The province initiated an 18-month ban on the sale and use of second-generation anticoagulant rodenticides (SGARs), and will make the ban permanent on Jan. 21.

The province spent the past 16 months reviewing SGARs and the impact of the highly lethal poisons, including the secondary poisonings of birds.

Rodenticides — which initiate internal bleeding causing death — have been around for decades, but new, more potent poisons have been developed as rats developed immunity.

Pest control professionals say first-generation anticoagulant rodenticides require multiple feedings and are not as effective, so trapping one rat at a time is about the only way for a homeowner to attack a rat problem. And that can be time-consuming and less effective, they say.

The permanent ban will apply to all sales and use of second-generation rodenticides by the public, and most commercial and industrial operations in the province, except for those considered “essential services.” Those exempt include hospitals and care homes, farmers, restaurants and grocery stores and others in food production, port, road and air operations, garbage collectors, and cemeteries, among others.

Essential services using SGARs must hire a licensed pest-control company, apply for licensing, prepare a pest-management plan and record poison use.

Deanna Pfeifer of Owl Watch in Victoria said the government’s ban on SGARs is “disappointing” because of the exemptions. A study in 2009 on 164 owls in Western Canada found that 70% of the birds had residues of at least one rodenticide and nearly half had multiple rodenticides.

Pfeifer said the ban covers only three of the 27 toxic chemicals in SGARs and poisoned rats will continue to be a threat to raptors because of the long list of exempted users. “It’s a tiny step … it’s some action, but it’s not even enforceable when there’s only four pest officers for the entire province.”

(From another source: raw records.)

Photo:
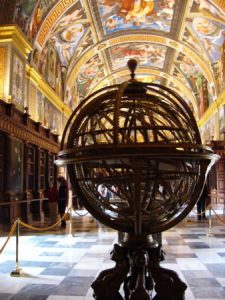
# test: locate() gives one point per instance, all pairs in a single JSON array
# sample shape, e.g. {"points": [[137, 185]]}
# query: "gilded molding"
{"points": [[220, 4], [159, 73], [214, 107], [13, 34], [2, 71], [206, 68], [50, 20], [44, 87], [22, 132]]}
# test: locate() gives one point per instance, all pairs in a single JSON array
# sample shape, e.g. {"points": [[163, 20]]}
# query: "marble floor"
{"points": [[61, 265]]}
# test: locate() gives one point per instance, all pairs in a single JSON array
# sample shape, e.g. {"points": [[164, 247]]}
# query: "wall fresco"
{"points": [[89, 71], [146, 54], [18, 81]]}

SO WHAT DO YOU DO WITH A DEAD RAT?

Dead rodents can carry disease and attract wildlife and must be disposed of properly, according to the province.

It recommends that you wear gloves when handling dead rodents and you can either bury it or seal the rodent in a plastic bag if you’re throwing it in the garbage.

For multiple dead rats brought to the Hartland Landfill, the Capital Regional District said the rats would be considered controlled waste, which requires a special permit. Controlled wastes, which include dead animals and large quantities of animal fecal matter, are disposed of in designated trenches at Hartland and covered daily to minimize nuisance, odours, scavenging by birds and leachate impacts.